Donkerblauwe rokjas met rode, verkleurde kraag, manchetten en schouderbedekking voor een tamboer 12e, later 8e, bataljon Nationale Militie, Infanterie, 1814-1815
uniformrok
Te zien in het museum:M.08.01.40K.03.04
Deze jas behoort aan een tamboer van de Nationale Militie. Als muzikant heeft hij katoenen zwaluwnesten op zijn schouders. De uitmonstering van de rokjas is rood. Volgens de voorschriften zou dit oranje moeten zijn. Waarschijnlijk was bij de haastige totstandkoming van het uniform in 1814 geen oranje laken voorhanden. De jas heeft acht knopen, en niet de vanaf januari 1815 voorgeschreven negen knopen.
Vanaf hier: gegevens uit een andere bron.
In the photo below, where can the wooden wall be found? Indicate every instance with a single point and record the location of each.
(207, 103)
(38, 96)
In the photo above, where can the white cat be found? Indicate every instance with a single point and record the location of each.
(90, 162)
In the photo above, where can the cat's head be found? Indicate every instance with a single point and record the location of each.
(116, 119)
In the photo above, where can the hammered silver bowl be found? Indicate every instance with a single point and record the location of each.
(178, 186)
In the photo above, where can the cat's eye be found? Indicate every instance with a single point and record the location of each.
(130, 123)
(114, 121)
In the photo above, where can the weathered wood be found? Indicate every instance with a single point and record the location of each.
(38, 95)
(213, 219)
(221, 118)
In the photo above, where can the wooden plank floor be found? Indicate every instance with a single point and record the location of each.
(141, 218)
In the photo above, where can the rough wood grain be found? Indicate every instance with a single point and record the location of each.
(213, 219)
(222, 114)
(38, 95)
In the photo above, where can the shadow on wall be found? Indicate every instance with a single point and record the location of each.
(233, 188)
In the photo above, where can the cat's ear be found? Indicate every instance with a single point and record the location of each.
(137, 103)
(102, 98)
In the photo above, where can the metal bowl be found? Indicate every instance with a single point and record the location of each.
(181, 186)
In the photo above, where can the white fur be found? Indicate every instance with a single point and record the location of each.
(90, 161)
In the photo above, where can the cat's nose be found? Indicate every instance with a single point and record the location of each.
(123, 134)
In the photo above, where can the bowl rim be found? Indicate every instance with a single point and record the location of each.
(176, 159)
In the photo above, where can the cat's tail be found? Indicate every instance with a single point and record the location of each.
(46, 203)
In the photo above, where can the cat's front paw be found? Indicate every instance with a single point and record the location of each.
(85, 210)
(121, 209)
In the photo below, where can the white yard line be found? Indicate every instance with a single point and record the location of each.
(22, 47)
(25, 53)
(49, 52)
Dit lijkt erop te wijzen dat hij in 1814 is vervaardigd. Op de knopen staat het nummer van het bataljon, namelijk 12. In april 1815 is de nummering van de bataljons gewijzigd, en het is bekend dat in veel gevallen geen nieuwe knopen waren uitgereikt voor de slag bij Waterloo. Dat betekent dat het nummer "12" het oude nummer is van het bataljon, en dit bataljon tijdens de Waterloo-veldtocht in 1815 optrad als 'bataljon Land Militie no. 8'. Als dusdanig heeft het bataljon deelgenomen aan zowel de veldslag bij Quatre Bras (16 juni 1815) als bij Waterloo (18 juni 1815). Het was ingedeeld in de brigade van de graaf Van Bylandt. Het bataljon werd in Nederland gevormd in het district Dordrecht.De rokjas is na de veldslag vermoedelijk in familiebezit gebleven en in 1882 door de particuliere verzamelaar Snouckaert van Schouburg aan het Rijk geschonken.